La Breva – Compagnie Néphélé
L’Auditorium de Seynod n’est pas seulement une salle de diffusion : c’est aussi une pépinière, un lieu qui prend le temps d’offrir sa scène à de futurs grands noms, notamment à travers ses soirées « nouvelle génération ». Ce 26 mars, c’est dans ce cadre qu’était donnée la toute première de La Breva, pièce pour deux danseuses signée Dafne Bianchi et Anaïs Mauri — et l’émotion particulière d’une naissance planait sur la salle.
Un café pour entrer en intimité
Dès l’ouverture, le ton est donné : les deux artistes nous invitent à partager un café à l’italienne, geste simple et quotidien qui suffit à nous plonger directement dans leur univers, intime et poétique. Pas d’entrée en matière spectaculaire, mais une invitation feutrée, presque domestique, qui pose d’emblée les enjeux de la pièce — la mémoire, la filiation, la maison qu’on porte en soi où qu’on aille.
De ce moment suspendu naît une écriture chorégraphique tout en délicatesse, où le hip-hop et le krump ne s’opposent pas mais se fondent l’un dans l’autre pour raconter une histoire de femmes et de transmission. Les mouvements des deux sœurs semblent porter en eux les gestes de celles qui les ont précédées ; les mains parlent, les regards convoquent des liens invisibles, et cette « puissante délicatesse » annoncée dans la présentation du spectacle se vérifie à chaque instant sur le plateau. Le lac de Côme, la terre natale, le vent qui caresse les rives : tout cela ne reste pas de l’ordre du texte, mais infuse réellement la danse, sans jamais tomber dans l’illustration littérale.

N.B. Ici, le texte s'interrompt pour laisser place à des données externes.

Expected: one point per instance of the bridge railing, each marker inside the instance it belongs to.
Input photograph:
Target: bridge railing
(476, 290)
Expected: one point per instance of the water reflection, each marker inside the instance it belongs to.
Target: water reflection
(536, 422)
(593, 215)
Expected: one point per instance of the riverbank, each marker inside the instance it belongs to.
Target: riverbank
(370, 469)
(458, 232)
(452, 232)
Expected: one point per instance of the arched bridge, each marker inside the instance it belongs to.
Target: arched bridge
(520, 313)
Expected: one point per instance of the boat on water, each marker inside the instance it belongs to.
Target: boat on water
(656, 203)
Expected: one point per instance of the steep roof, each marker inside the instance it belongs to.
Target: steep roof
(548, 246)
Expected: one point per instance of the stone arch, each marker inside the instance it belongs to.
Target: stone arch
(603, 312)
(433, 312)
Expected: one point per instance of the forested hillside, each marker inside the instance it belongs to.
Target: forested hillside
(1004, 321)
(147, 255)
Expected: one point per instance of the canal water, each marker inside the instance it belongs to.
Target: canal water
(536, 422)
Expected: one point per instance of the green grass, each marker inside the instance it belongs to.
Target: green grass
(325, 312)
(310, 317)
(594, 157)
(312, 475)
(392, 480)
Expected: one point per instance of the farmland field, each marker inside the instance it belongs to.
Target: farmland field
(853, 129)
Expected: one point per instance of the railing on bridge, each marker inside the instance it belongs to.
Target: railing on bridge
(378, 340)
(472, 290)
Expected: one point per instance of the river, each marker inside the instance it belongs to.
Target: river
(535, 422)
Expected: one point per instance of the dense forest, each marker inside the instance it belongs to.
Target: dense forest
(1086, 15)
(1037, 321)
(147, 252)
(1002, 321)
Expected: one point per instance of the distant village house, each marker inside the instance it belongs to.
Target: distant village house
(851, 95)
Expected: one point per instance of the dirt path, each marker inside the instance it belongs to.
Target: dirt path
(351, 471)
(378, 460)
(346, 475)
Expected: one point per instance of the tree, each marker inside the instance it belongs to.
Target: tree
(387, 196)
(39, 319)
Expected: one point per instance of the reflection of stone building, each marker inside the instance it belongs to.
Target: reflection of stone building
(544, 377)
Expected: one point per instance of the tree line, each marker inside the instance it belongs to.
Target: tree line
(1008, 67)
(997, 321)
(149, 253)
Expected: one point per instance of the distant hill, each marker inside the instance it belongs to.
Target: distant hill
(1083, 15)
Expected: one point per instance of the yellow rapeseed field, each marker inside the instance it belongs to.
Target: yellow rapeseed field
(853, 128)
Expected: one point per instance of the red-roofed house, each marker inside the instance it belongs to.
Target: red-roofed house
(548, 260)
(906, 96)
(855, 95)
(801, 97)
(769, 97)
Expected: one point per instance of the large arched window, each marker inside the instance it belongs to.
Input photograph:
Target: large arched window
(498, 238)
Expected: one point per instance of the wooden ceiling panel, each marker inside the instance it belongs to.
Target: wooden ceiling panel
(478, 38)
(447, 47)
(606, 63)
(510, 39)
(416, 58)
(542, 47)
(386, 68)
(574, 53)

Dafne Bianchi, une décennie de scène
Ce lac de Côme n’a d’ailleurs rien d’un simple décor évoqué : c’est là, à Bellagio, que Dafne Bianchi est née et a grandi, avant de se former à la Juste Debout School et de devenir une danseuse hip-hop marquée par la danse contemporaine. Depuis dix ans, son parcours l’a menée de la comédie musicale Les Trois Mousquetaires aux plateaux de Parris Goebel, Kungs, Hyphen Hyphen, Santa, ou plus récemment Madonna, en tant que danseuse et chorégraphe. En 2018, elle signe la chorégraphie de Fearless pour le Théâtre de minorités de Kunming, en tournée en Chine ; de 2021 à 2025, elle est interprète pour Sandrine Lescourant sur plusieurs pièces, dont Acoustique, Icône, Raw et Blossom.
Mais au-delà de la scène, c’est la transmission qui semble guider une bonne part de son parcours : ses interventions l’ont menée jusque dans des hôpitaux psychiatriques, des établissements pénitentiaires ou des Ehpad, portées par une danse que l’on devine, à voir La Breva, aussi généreuse et organique que précise et incisive. C’est dans le cadre du dispositif Initiatives d’Artistes en Danses Urbaines (IADU), qu’elle intègre en 2024 pour deux ans, que Dafne Bianchi crée cette toute première pièce personnelle, aux côtés de sa petite sœur Anaïs Mauri, alias Queen Naab.
Une émotion partagée
Pour une première, la maturité du geste impressionne — et le public de l’Auditorium ne s’y est pas trompé. La salle, visiblement émue, a réservé aux deux danseuses des applaudissements chaleureux, comme pour saluer non seulement une pièce aboutie, mais aussi la confiance qu’on leur accorde en leur offrant, ce soir-là, leurs tout premiers pas de créatrices sur une grande scène.
Voir naître un spectacle a quelque chose de particulier : on assiste, en creux, à la naissance d’un langage propre à deux artistes. À l’issue de cette Breva, difficile de ne pas espérer suivre la suite du chemin de Dafne Bianchi et Anaïs Mauri — et remercier, une fois de plus, l’Auditorium de Seynod de continuer à faire ce pari sur l’avenir.